Extrait 2 : Verbalisation, gestion du non-dit et anticipation des déséquilibres  dans la culture des Kogis

 

Les Kogis attachent une attention particulière à la verbalisation, à la gestion des conflits et autres tensions portées par le groupe. Il y a tension, conflits, lorsque l’énergie (la parole, le souffle...) ne circule plus, lorsque les règles ne sont plus acceptées, respectées et mises en pratique, lorsque le profane envahit et domine le sacré. Tous les Kogis n’acceptent pas les règles et les contraintes des “lois de la mère”. Certains peuvent choisir de ne pas les respecter, voire de les rejeter, ce qui, pour les membres de la communauté, constitue un délit majeur. Entendons nous bien : pour les Kogis, les lois universelles de la terre mère sont des lois vécues de l’intérieur qui garantissent l’équilibre et la continuité de la vie.

La survie de la communauté, son équilibre, passe par leur respect, un respect qui s’incarne dans une attitude, une posture “juste” par rapport aux êtres et au monde. Que cette posture de partage, d’écoute et de respect ne soit plus vécue et mise en pratique et c’est l’ensemble de la communauté qui se trouve menacée. Les personnes concernées vont alors être invitées à parler, puis à parler encore, et ce, afin de pouvoir identifier l’origine de ce manque de respect, de ce déséquilibre.

“Les personnes concernées vont voir le mamu et lui demande si elles peuvent parler, échanger avec lui. Elles lui demandent alors d’être interrogée sur leurs derniers actes et les pensées qui les animaient lorsqu’elles les ont réalisés. C’est le mamu qui dirige cet échange. (...)”

C’est le respect des lois de la communauté qui évite la domination de l’individualisme, de la compétitivité, du non-dit et de la souffrance. Individus, familles, clans, communauté, à chacun de ces niveaux sont mises en place des procédures de verbalisation et de gestion des déséquilibres qui permettent

d’éviter les ruptures et d’accompagner les membres du groupe dans les changements auxquels ils se trouvent confrontés.

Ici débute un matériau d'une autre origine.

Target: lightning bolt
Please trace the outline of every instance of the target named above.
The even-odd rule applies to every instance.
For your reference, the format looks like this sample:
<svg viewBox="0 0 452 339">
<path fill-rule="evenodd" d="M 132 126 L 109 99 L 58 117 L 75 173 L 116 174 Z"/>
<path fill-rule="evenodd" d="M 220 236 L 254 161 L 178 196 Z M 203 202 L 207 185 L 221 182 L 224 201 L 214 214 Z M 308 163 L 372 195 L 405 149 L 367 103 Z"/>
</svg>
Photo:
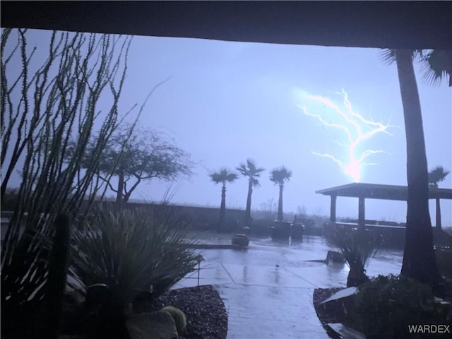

S’il y a un point qui différencie nos sociétés occidentales de celle des Kogis, c’est bien celui de la verbalisation, de cette préoccupation permanente d’éviter les noeuds, les blocages, les non-dits qui déséquilibrent les hommes et les

organisations. Cette volonté de faire circuler les mots, les énergies, les

émotions, comme la terre qui se doit d’assurer la circulation de l’air, de l’eau, des

courants et de l’énergie.

La non verbalisation entraîne la cristallisation de la colère, de la peur, de la souffrance, une cristallisation qui s’auto alimente jusqu’à la rupture.

 

Là où les Kogis essaient d’anticiper ces ruptures, nos sociétés les subissent.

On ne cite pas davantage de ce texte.